Under the hood of Docker

We have completed the initial warm-up level and have gained some familiarity with Docker at a basic level. Now, it's time to take a deeper dive into Docker and explore the underlying technologies that power it.

Recap

Let's take a look at a commonly used design that illustrates the differences between virtualization technology and Docker.

Docker Vs. VM

Building upon our previous hands-on experience, we observed that container functionality bears a striking resemblance to that of a virtual machine (VM). Try to deploy an Ubuntu container again:

docker run -it ubuntu

The deployment and execution of Ubuntu were remarkably fast!
Run uname -a locally and in container. Compare ouputs!

We can observe that the prompt shell has changed to root@<id>, indicating that it is no longer the local prompt of your system. we can check all the running process. There is only one running process which is the current bash with the PID=1.

ps aux

Run the same command locally. Which command is running with PID=1?

Check the network interfaces:

ip a

The ip command is not installed by default, so run apt update, and then apt install iproute2.

There are only two ethernet interfaces; LO(Loopback) and eth#. You can see that eth# ip range is different from your local host ip range!

As a final observation, we are installing the Nginx web server and run it in Linux service:

apt update
apt install nginx -y
service nginx start

and check the service status:

service nginx status

Did you see that we did not use systemctl command to run the Nginx service?

If we deploy an Ubuntu VM on VirtualBox (or any other virtualization platform), we would have almost the same functionalities as the above Ubuntu container. In a VERY high-level approach, containers can be considered as lightweight VMs (Docker experts are shouting now).

Low-level approach

If you check the hints in the above tests, you can see that a Docker container uses the host kernel and doesn't need init as PID=1. So, although a Docker container's functionality is similar to a VM, a container is just a process on its host.

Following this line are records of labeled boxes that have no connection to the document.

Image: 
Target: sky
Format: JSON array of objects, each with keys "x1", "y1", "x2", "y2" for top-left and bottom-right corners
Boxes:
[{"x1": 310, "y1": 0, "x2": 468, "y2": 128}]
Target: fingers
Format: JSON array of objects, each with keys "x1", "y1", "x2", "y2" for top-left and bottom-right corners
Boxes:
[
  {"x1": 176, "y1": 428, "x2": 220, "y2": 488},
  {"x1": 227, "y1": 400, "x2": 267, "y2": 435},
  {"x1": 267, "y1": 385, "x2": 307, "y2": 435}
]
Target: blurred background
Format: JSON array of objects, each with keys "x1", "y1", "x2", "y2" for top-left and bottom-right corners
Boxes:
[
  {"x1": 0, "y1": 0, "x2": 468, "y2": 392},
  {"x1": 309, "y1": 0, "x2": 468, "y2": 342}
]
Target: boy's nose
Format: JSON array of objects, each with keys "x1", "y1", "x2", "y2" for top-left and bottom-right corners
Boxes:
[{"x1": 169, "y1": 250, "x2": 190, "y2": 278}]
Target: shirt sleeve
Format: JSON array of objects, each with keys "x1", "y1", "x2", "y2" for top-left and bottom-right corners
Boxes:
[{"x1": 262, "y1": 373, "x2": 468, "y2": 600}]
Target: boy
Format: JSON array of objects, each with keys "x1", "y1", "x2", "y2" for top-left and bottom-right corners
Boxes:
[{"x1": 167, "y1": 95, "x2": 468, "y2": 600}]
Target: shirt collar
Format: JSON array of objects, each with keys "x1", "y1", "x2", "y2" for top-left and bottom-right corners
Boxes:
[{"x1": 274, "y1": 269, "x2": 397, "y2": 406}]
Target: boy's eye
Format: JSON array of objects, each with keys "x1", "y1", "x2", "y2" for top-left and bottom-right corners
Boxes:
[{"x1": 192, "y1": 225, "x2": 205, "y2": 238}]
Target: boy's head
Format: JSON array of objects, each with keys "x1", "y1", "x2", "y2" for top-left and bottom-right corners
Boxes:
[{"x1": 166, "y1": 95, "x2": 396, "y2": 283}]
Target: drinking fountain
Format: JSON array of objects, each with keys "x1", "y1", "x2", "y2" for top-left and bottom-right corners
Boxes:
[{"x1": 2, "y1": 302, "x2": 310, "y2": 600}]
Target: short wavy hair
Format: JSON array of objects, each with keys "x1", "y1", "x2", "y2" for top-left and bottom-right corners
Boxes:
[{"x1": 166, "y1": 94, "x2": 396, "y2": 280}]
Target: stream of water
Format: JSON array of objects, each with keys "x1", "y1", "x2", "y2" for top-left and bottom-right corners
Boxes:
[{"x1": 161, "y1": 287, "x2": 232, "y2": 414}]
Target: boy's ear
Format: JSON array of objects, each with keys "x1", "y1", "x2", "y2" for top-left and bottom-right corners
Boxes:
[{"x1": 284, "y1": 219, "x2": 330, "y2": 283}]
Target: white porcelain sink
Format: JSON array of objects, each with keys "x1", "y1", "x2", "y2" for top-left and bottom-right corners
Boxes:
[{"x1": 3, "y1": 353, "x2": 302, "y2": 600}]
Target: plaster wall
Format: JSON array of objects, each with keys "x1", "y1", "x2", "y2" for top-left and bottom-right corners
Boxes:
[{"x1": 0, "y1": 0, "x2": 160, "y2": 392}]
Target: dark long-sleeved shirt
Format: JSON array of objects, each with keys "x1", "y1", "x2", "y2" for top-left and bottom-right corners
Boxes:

Run docker ps and find the ubuntu container id. Now, in your local machine, run ps aux | grep <container_id>.

Docker utilizes several Linux functionalities under the hood. In the following section, we will briefly walk through some of those.

Capabilities

For the purpose of performing permission checks, traditional UNIX implementations distinguish two categories of processes: privileged processes (whose effective user ID is 0, referred to as superuser or root), and unprivileged processes (whose effective UID is nonzero). Privileged processes bypass all kernel permission checks, while unprivileged processes are subject to full permission checking based on the process's credentials (usually: effective UID, effective GID, and supplementary group list).

Starting with kernel 2.2, Linux divides the privileges traditionally associated with superuser into distinct units, known as capabilities, which can be independently enabled and disabled. Capabilities are a per-thread attribute. (Ref: Linux man page)

Capabilities apply to both files and threads. File capabilities allow users to execute programs with higher privileges. This is similar to the way the setuid bit works. Thread capabilities keep track of the current state of capabilities in running programs.

In an environment without file based capabilities, it’s not possible for applications to escalate their privileges beyond the bounding set (a set beyond which capabilities cannot grow). Docker sets the bounding set before starting a container. You can use Docker commands to add or remove capabilities to or from the bounding set. By default, Docker drops all capabilities except [those needed] using a whitelist approach. Learn more about Docker and Linux capabilities here.

Cgroups

Control groups, usually referred to as cgroups, are a Linux kernel feature which allow processes to be organized into hierarchical groups whose usage of various types of resources can then be limited and monitored. The kernel's cgroup interface is provided through a pseudo-filesystem called cgroupfs. Grouping is implemented in the core cgroup kernel code, while resource tracking and limits are implemented in a set of per-resource-type subsystems (memory, CPU, and so on).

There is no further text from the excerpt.